There are hard issues, such as abortion. Another life is involved, so it is not just a question of tolerance or even liberty. However, Republican candidates need to demonstrate that they are acting out of compassion, not vindictiveness. The principle is simple: If you choose to have sex, you share responsibility for any life that results. The debate should be over what that responsibility entails. The purpose of an abortion ban is not to impose values but to protect life and choice by ensuring responsibility. However, those who want to philosophize about the theological implications of rape should join a seminary rather than run for office.

Every few years someone writes the political obituary of one of the major parties. Doing so always ends up being premature. However, the Republican Party’s failure to defeat a president who is well to the left of the country and whose entire first term was characterized by no to low economic growth demonstrates that the GOP is in serious trouble.

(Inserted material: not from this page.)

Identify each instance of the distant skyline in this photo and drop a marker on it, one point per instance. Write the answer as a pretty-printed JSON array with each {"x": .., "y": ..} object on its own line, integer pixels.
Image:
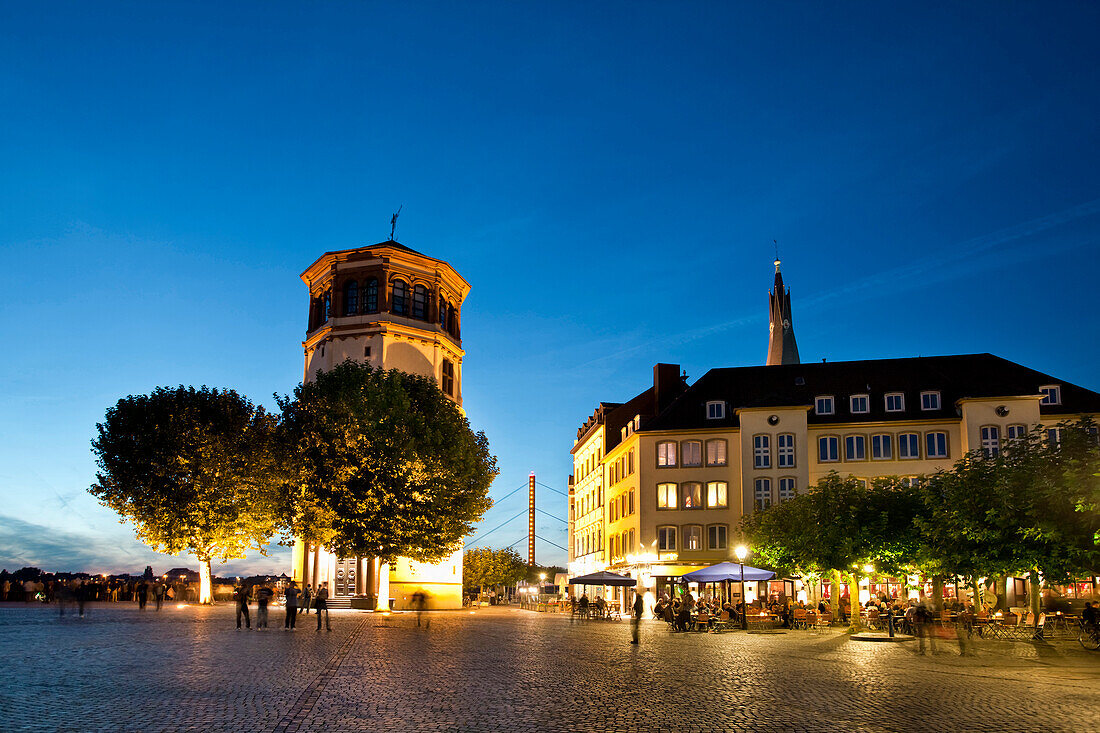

The answer is to mix a rediscovered commitment to fiscal responsibility with devotion to peace and tolerance. There still is a place for a robust debate over what real defense entails as well as the responsibilities which naturally accompany the exercise of freedom. But fundamental changes are essential.

The Republican Party brand is bust. Republicans aren’t likely to win in 2016 unless they realize that they deserved to lose in 2012.